Karlsson war stehengeblieben. Er stand still und schnupperte wie ein Hühnerhund.
„Fleischklöße", sagte er, „kleine gute Fleischklößchen ess' ich sehr gerne!"
Lillebror wurde etwas verlegen. Da gab es eigentlich nur eins, was man darauf sagen konnte. Willst du dableiben und bei mir zu Abend essen — das war es, was er eigentlich sagen mußte. Aber er wagte nicht, so ohne weiteres Karlsson zum Essen mitzubringen. Etwas ganz anderes war es, wenn Krister und Gunilla bei ihm waren.
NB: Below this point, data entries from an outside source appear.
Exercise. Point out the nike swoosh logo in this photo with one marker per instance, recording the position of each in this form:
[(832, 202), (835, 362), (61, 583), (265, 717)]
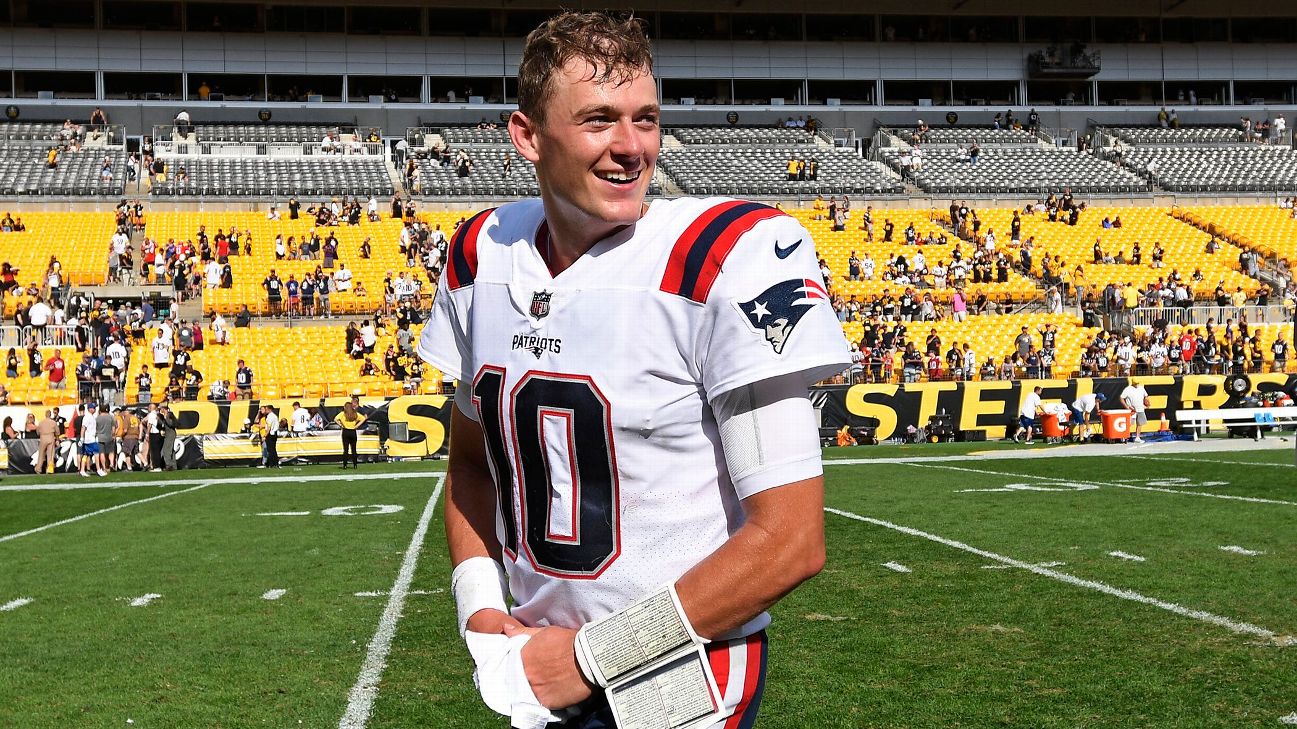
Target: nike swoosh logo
[(785, 252)]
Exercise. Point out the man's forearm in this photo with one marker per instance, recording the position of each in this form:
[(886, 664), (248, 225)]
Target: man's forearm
[(778, 548)]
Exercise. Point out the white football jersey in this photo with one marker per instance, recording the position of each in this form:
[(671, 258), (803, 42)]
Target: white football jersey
[(593, 387)]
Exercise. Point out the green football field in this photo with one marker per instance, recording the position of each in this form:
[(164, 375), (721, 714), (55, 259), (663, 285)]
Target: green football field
[(965, 586)]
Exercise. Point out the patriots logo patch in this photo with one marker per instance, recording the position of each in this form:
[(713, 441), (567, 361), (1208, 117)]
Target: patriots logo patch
[(541, 304), (778, 309)]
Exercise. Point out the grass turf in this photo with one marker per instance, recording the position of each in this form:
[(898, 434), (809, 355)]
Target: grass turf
[(950, 644)]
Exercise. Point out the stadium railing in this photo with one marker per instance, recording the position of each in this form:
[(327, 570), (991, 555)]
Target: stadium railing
[(53, 336), (1199, 315)]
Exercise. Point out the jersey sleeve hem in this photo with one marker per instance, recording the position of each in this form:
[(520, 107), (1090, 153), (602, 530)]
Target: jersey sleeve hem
[(809, 370), (780, 475), (439, 361)]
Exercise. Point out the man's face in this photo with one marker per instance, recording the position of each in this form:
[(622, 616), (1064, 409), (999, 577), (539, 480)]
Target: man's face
[(597, 148)]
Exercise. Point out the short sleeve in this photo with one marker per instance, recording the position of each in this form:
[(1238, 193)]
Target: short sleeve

Da konnte er, wenn es sich so traf, im letzten Augenblick, wenn die ganze übrige Familie sich schon gesetzt hatte, kommen und sagen: Liebe Mama, Krister und Gunilla dürfen doch auch ein bißchen Erbsen und Pfannkuchen mitessen?
Aber ein völlig unbekannter kleiner dicker Mann, der eine Dampfmaschine kaputtgemacht und Flecken auf das Bücherbord gemacht hatte — nein, das ging wirklich nicht an. Andererseits hatte dieser kleine dicke Mann gerade gesagt, er esse gute Fleischklößchen so gern. Es war Lillebrors Sache, zu versuchen, ob er nicht welche bekommen konnte, sonst mochte Karlsson vielleicht nicht mehr mit Lillebror zusammen sein. Ach, eine ganze Menge hing von Mamas Fleischklößen ab!